Sports

‘Yashasvi Jaiswal tidak belajar dari Anda’, Nasser Hussain mengecam Ben Duckett karena komentar ‘kredit’ | berita kriket

Sementara tendangan balik pemain kidal muda itu membuat Inggris tidak mendapat tanggapan, pemain pembuka tim tamu Ben Duckett menegaskan Inggris pantas mendapatkan “penghargaan” atas agresi yang dilakukan oleh Jaiswal.
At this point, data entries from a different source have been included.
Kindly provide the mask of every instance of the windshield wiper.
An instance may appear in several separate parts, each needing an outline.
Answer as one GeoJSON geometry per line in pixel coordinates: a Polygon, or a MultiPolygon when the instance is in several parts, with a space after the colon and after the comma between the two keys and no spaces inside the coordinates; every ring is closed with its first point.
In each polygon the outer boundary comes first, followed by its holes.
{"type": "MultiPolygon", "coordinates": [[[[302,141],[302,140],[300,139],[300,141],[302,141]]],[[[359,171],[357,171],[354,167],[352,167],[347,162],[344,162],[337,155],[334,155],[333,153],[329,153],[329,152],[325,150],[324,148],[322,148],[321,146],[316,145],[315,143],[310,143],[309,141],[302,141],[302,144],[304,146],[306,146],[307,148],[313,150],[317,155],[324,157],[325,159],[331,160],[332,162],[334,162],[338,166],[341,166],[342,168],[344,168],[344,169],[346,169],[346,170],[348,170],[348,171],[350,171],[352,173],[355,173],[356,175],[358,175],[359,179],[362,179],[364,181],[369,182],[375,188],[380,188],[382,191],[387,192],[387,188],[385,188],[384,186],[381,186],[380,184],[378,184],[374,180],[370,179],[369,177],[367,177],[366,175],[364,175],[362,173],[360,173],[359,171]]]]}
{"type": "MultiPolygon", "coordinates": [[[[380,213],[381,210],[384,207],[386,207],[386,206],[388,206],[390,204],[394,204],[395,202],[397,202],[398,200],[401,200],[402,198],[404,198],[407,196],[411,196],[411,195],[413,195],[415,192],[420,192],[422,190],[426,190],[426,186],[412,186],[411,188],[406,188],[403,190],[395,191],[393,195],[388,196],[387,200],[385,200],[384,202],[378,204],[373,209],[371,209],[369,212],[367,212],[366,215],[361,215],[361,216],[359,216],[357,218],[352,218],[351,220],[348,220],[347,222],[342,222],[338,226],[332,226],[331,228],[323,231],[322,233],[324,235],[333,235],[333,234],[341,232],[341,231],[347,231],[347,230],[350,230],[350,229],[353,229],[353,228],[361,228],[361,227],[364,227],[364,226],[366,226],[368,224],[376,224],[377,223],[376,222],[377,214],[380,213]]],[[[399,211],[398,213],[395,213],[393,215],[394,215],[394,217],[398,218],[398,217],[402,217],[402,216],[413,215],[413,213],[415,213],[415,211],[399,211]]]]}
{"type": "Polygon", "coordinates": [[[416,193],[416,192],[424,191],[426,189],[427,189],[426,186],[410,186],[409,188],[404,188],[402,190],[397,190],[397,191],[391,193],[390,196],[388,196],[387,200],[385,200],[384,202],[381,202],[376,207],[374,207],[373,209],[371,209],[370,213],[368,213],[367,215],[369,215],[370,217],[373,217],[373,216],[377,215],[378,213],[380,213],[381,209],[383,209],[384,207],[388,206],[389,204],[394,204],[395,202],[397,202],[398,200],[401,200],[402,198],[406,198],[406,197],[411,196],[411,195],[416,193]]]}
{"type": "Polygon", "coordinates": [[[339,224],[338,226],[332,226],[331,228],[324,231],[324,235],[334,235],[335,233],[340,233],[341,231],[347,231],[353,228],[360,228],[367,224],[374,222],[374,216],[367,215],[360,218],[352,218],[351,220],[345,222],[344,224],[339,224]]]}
Setelah Hari ke-3 Tes ketiga di mana Jaiswal membanting abad ketiganya, Duckett berkata: jangkrik.”

Komentar aneh itu menuai kritik keras dari mantan kapten Inggris Nasser Hussain pada hari Senin. Berbicara di podcast Sky Sports, Hussain menyoroti pendidikan Jaiswal sebagai landasan kesuksesannya. “Dia (Jaiswal) belum belajar apapun darimu. Dia belajar dari semua hal sulit yang harus dia lalui saat tumbuh dewasa. Pokoknya teman-teman, awasi dia dan belajarlah darinya. Saya harap ini akan mengarah pada refleksi diri. Jika tidak maka akan menjadi aliran sesat dan terkadang Bazball dan rezim ini digambarkan tidak dikritik, baik secara internal maupun eksternal.”

Hussain adalah tokoh besar Inggris kedua yang menentang komentar Duckett, setelah mantan rekan setimnya Michael Vaughan.

Usulan Festival

“Jika Anda mendengarkan mereka, Anda tidak akan berpikir ada yang salah. Jimmy Anderson berkata dia akan mengejar 600 di Vizag. “Semakin banyak semakin baik,” kata Ben Duckett tentang sasaran minggu ini, namun ia gagal mencapai 434 sasaran. Duckett juga merasa bahwa mereka pantas mendapatkan pujian atas cara bertarung Yashasvi Jaiswal, seolah-olah tidak ada pemain dalam sejarah yang pernah melakukan tembakan menyerang,” tulisnya di kolom The Telegraph.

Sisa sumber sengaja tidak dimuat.